Data analysis was performed with the R platform and GraphPad Prism. The data are presented as the mean ± SEM. The pterygium and control groups were compared using independent-sample t-tests, and the significance was set at p ≤ 0.05.

Results

Identification of the DEGs

Based on the RNA-Seq data, a total of 339 DEGs were obtained, and these genes reached the threshold p-value of <0.05. Among these DEGs, 200 transcripts were upregulated in the disease group against the health one, while 139 transcripts were found to decrease in pterygium tissues. The top 10 genes with the most obvious expression changes based on adjusted p-values are listed in Table 1. In addition, the relative expression levels are shown in a heatmap plot (Fig. 1A) and a volcano plot (Fig. 1B).

Table 1

The top 10 adjusted p-value up-regulated and down-regulated genes.

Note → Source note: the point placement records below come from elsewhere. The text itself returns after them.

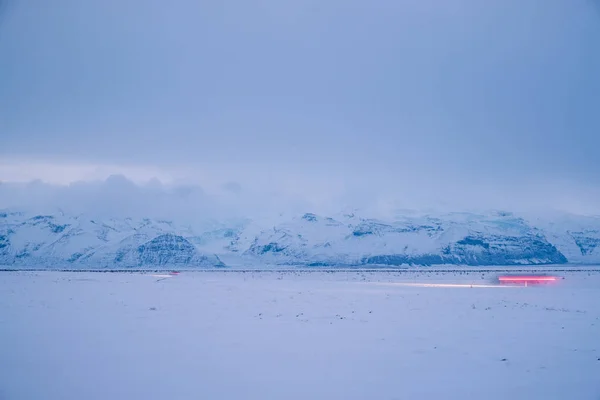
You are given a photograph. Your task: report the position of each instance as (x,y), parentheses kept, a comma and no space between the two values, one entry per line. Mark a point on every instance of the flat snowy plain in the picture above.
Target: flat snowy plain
(297,335)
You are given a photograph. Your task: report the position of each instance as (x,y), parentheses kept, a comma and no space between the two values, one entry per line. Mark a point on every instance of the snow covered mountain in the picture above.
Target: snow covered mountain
(78,241)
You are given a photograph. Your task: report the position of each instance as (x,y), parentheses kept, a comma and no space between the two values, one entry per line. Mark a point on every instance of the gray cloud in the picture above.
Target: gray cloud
(385,96)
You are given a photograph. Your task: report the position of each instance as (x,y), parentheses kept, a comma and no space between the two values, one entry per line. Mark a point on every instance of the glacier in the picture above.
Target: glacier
(61,240)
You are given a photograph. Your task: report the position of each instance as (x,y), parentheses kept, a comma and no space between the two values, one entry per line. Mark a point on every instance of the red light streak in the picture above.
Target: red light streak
(527,278)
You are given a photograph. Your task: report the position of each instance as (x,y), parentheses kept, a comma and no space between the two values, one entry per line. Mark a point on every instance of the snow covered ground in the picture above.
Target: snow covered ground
(297,335)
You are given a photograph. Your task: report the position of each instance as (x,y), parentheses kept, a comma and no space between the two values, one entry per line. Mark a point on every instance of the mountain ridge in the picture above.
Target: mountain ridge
(59,240)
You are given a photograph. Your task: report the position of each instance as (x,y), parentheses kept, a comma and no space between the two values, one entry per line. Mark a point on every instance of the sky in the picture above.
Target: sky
(333,103)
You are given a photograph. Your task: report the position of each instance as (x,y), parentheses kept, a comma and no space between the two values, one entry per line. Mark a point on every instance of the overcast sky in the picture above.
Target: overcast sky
(316,96)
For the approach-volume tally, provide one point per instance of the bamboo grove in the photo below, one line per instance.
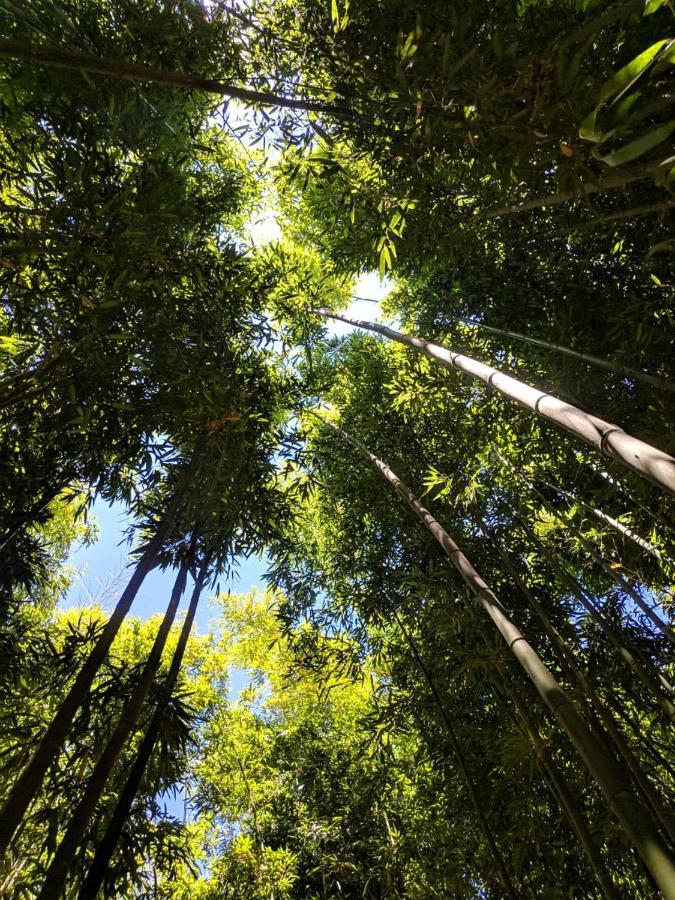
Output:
(459, 679)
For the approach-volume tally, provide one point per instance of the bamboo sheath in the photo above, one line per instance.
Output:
(636, 820)
(653, 464)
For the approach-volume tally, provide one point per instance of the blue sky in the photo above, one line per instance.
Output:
(102, 568)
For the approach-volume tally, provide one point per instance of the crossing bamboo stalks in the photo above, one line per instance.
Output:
(561, 791)
(656, 684)
(99, 866)
(620, 582)
(57, 874)
(573, 669)
(488, 835)
(635, 819)
(64, 58)
(653, 464)
(29, 782)
(607, 364)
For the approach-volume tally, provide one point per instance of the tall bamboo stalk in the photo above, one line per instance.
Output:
(653, 464)
(570, 665)
(101, 862)
(57, 874)
(561, 791)
(607, 364)
(662, 626)
(656, 684)
(602, 516)
(488, 835)
(63, 58)
(28, 784)
(633, 816)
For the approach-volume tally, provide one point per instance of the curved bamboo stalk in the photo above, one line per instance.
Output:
(504, 877)
(602, 516)
(608, 365)
(587, 692)
(562, 793)
(99, 865)
(28, 784)
(634, 817)
(57, 873)
(608, 183)
(620, 582)
(653, 464)
(656, 683)
(62, 58)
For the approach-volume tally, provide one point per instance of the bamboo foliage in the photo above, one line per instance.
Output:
(101, 861)
(648, 461)
(634, 818)
(57, 874)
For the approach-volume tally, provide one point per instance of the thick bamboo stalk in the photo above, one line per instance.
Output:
(99, 866)
(654, 465)
(602, 516)
(656, 684)
(62, 58)
(563, 794)
(569, 664)
(608, 365)
(30, 781)
(620, 582)
(608, 183)
(57, 874)
(488, 835)
(636, 821)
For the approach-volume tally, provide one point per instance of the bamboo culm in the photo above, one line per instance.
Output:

Gene	Description	Gene ID	Regulation	Base mean	Fold change	Lfc SE	Stat	P-value	Padj
HBA1	hemoglobin subunit alpha 1	3039	Up	224.696	6.4604	0.6070	10.6437	1.87E−26	1.44E−22
HBB	hemoglobin subunit beta	3043	Up	310.551	6.2194	0.5831	10.6657	1.47E−26	1.44E−22
SFRP4	secreted frizzled related protein 4	6424	Up	21.962	4.3063	0.5746	7.4946	6.65E−14	1.71E−10
FN1	fibronectin 1	2335	Up	101.513	3.2479	0.4457	7.2865	3.18E−13	7E-10
HBA2	hemoglobin subunit alpha 2	3040	Up	351.040	6.0738	0.8777	6.9201	4.51E−12	8.69E−09
HMCN1	hemicentin 1	83872	Up	20.280	2.4963	0.4078	6.1211	9.29E−10	0.000000937
ALAS2	5′-aminolevulinate synthase 2	212	Up	4.992	5.3951	0.9013	5.9863	2.15E−09	0.00000194
ADAMTSL3	ADAMTS like 3	57188	Up	12.724	2.3096	0.4167	5.5433	2.97E−08	0.0000241
MYADM	myeloid associated differentiation marker	91663	Up	108.143	2.3998	0.4425	5.4239	5.83E−08	0.0000374
PTPRB	protein tyrosine phosphatase, receptor type B	5787	Up	16.282	1.9619	0.3643	5.3856	7.22E−08	0.0000428
NR1D1	nuclear receptor subfamily 1 group D member 1	9572	Down	139.202	−4.0960	0.4400	−9.3092	1.29E−20	6.61E−17
BHLHE40	basic helix-loop-helix family member e40	8553	Down	382.273	−1.9441	0.2195	−8.8563	8.27E−19	3.18E−15
DUSP1	dual specificity phosphatase 1	1843	Down	612.930	−2.8342	0.3633	−7.8015	6.12E−15	1.88E−11
JUNB	JunB proto-oncogene, AP-1 transcription factor subunit	3726	Down	474.866	−1.9225	0.3003	−6.4015	1.54E−10	0.000000263
RARRES1	retinoic acid receptor responder 1	5918	Down	59.449	−2.3089	0.3630	−6.3612	2E-10	0.00000028
HIST1H1E	histone cluster 1 H1 family member e	3008	Down	219.832	−2.1612	0.3390	−6.3746	1.83E−10	0.00000028
ELF3	E74 like ETS transcription factor 3	1999	Down	346.545	−2.0415	0.3229	−6.3221	2.58E−10	0.000000331
ZFP36	ZFP36 ring finger protein	7538	Down	608.443	−2.0608	0.3296	−6.2527	4.03E−10	0.000000478
BCL6	BCL6, transcription repressor	604	Down	148.632	−1.7033	0.2745	−6.2049	5.47E−10	0.000000602
ADM	adrenomedullin	133	Down	31.998	−3.1517	0.5155	−6.1137	9.74E−10	0.000000937

Figure 1

(A) The heatmap plot of differentially expressed genes in each subject; (B) the volcano plot of the 339 DEGs genes.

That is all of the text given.